Saturday, April 17, 2010

Curly

“Is this not the life undertaking of us all…to become human? It can be a long and painful process. It involves a growth to freedom, an opening up of our hearts to others, no longer hiding behinds masks or behind walls of fear and prejudice. It means discovering our common humanity.” (Jean Vanier: Becoming Human)

This quote became a reality to me. Years ago I met a man named Curly. His shirt was dirt stained much like his hands. He was homeless. He was an addict. He was also a nice guy when he wasn’t completely wasted. Curly frequented the overnight shelter for men that I worked at. The shelter was an incredibly important part of Uptown Chicago. Hundreds of people came during the days for food. Homeless families were housed in a secure area of the shelter. Homeless men stayed the night there every night of the year. I knew Curly very well. I saw him everyday. He started lots of trouble in the shelter. People don’t forget who they dislike on the street just because they are in a shelter. I broke up fights many times between him and others.

On the day in which the following scenario took place, it was extremely hot. The winters are freezing and summers are sizzling in Chicago. We ran out of cold drinks for the homeless guests we were serving that day. Tensions started to rise. I heard a disruption and looked over to find a guy had punched Curly in the nose and proclaimed that Curly had taken his drink. I immediately assumed that was the case because of my previous experience with Curly. I ran over to break it up and extended my hand to Curly to help him up. He looked at me with tears in his eyes and the clearest expression I’d ever seen. Crying, he told me through the tears that he was trying so hard to be clean.
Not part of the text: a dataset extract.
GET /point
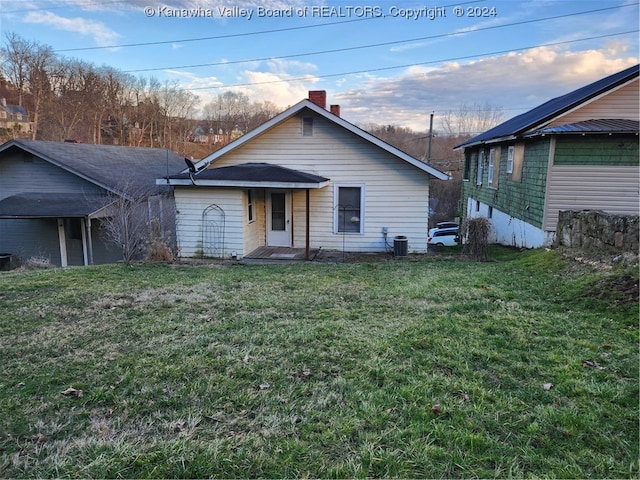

I got some Kleenex and paper towels to clean the blood off of the floor and off of him. That was the most humbling experience I have ever had. I took Curly to the side and spoke with him about trying to stay clean. I cried as he told me how he prayed and prayed and asked god for help but just couldn’t do it.

Curly disappeared for a while and I didn’t start seeing him until winter rolled around.
The shelter locks up after 10pm in order to keep all the security problems within the building. Sometimes if people get to the shelter too late they won’t have a place warm to sleep for the night. I started seeing Curly in the mornings in the lobby of my apartment building because he wouldn’t make it to the shelter in time. Our building was very open to allowing people to stay there out of the cold as long as they didn’t cause any problems. Curly was having problems with his addiction again. I never saw the clear look in his eyes again.

One morning I got off of the elevator and realized that the lobby was silent. There were EMTs putting Curly into an ambulance. I tried to yell to him to tell him I would go to Cook County and be there with him. The EMT said the words I didn’t want to hear. Curly had died. I later found out he had overdosed on heroin and died in our lobby.

Where is the common humanity in this? I have faults and addictions and propensities for certain behaviors as we all do. Although yours may differ from mine there lays solidarity in that fact. Becoming human: what does that mean? It is the realization that our behaviors may be different but the root of the problem remains constant.